Following this track, the statement “On account of four things the sun is eclipsed…” means [not that the eclipse of the luminaries is because of actual misbehavior in these four areas, but rather] that because during these times there is a predilection towards the “four things,” this is why the luminaries are eclipsed.
Now we can also understand why specifically Jews are told “not to be frightened,” and not idolaters:
Idolaters can also overcome the natural predispositions etc., caused by the time period and behave properly — for although they do not posses the ultimate degree of free will, they would not be punished unless they were sinning “independently.” Yet they are ruled by the laws of nature. Thus, it would require a great amount of work and toil etc. to break the natural effect. Therefore, “non-Jews will be frightened of them” — they are fearful of the predispositions caused by nature.

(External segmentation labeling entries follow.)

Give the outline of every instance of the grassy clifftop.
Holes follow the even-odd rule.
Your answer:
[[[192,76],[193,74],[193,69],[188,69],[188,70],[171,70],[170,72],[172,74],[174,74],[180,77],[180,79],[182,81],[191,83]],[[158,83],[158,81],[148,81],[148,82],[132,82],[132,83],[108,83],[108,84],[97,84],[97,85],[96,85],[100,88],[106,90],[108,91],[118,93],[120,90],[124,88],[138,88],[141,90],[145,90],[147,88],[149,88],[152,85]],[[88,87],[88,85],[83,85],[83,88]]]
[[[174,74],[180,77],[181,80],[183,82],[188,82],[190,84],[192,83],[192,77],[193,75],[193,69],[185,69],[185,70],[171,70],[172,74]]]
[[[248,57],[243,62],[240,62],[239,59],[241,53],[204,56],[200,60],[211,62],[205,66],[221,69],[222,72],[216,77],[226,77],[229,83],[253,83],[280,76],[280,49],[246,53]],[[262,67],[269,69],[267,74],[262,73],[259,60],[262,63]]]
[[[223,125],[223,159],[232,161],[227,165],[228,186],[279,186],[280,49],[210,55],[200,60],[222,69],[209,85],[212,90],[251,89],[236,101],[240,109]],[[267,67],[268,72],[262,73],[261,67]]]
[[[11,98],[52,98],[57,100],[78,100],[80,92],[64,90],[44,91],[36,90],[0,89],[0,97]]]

Jews, on the other hand — if they increase in their Divine service — are higher than the measures and bounds of their nature. They “fulfill the will of their Creator,” and so they are higher than nature (even than “the signs of the heavens”). Thus, “they are not afraid of all these.”
Not only are Jews able to overcome their nature (through hard work etc.), but rather they don’t take these “signs of the heavens” into account in the first place — they can begin endeavors on Monday and Wednesday, etc. The ultimate level is when we no longer have to pay attention to the rules of nature at all. This is the way G‑d behaves with righteous people (and “Your nation are all righteous”) — a clearly miraculous manner that is completely beyond nature.